Monday, October 21, 2013

Housing. We are supporting the already-rich


High income Australians are the overwhelming beneficiaries of government support for housing a new report has found, turning on its head the popular perception that it’s low income Australians who get the greatest subsidies through rent assistance.

“Only 25 per cent of renters get any support from the government,” says Jane-Frances Kelly the cities program director at the Grattan institute.

“They get none of the support that homeowners get. Even landlords get more.”

Entitled Renovating Housing Policy the report finds that homeowners receive an annual $36 billion per year in subsidies from the government, landlords around $7 billion per year, and renters less than $3 billion.

“We are not arguing that renters should get lots of government subsidies, but we were just really struck by the level of support for owners given that there are so many reasons for these people to own their own houses anyway,” Ms Kelly said. “It’s hard to see why they need that kind of level of subsidy.”

Home owners enjoy an exemption from capital gains tax, an exemption from the land tax faced by landlords, special treatment in applying the pension assets test and an exemption from tax for what is known as imputed rent.

“If a landlord is renting out a place, the landlord pays tax on that rental income,” Ms Kelly said. “Homeowners enjoy the same sort of benefit. It’s as if they pay themselves rent. But they are not taxed on it"...


“We are certainly not recommending that we start to tax those imputed rents, there are very few countries in the world that do that, but the size of that support should be recognised when it comes to calculating how the government skews the housing market.”

The Grattan Institute report finds the scale of the support for owners pushes up house prices, making it harder to for younger and poorer Australians to get into the market.

“Support for owner-occupied housing used to be roughly even across all income groups. Now the highest-income owners get government support of roughly $8000 per year whereas the lowest income owners get a little over $2000.”

The report finds the skewing of support to ownership rather than renting forces people to live further away from the centre of cities than they would like and makes it hard for them to move because they face stamp duties.

“If you are living out on the fringes you often can easily access only small minority of jobs rather than those in the centre. It means employers face a thinner labour market and workers are locked into jobs they might rather not have.”

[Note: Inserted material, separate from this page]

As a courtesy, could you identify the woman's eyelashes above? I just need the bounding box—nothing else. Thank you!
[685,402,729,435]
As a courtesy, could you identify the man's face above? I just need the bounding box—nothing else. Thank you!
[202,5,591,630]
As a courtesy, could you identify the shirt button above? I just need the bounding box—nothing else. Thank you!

Ms Kelly said Australian social norms and the state-based rules governing rent give tenants little security. This further drives Australians into owning rather than renting making them less mobile and responsive to the jobs market.

The report recommends that state governments eliminate stamp duty, replacing it with a broad based annual tax on all properties as the Australian Capital Territory has started to do. It recommends a reexamination of the biggest tax breaks for landlords - negative gearing and discounted capital gains tax rates. And it recommends that state governments reform tenancy rules to make them more like those in Europe with long leases that which allow tenants to modify their properties and own pets.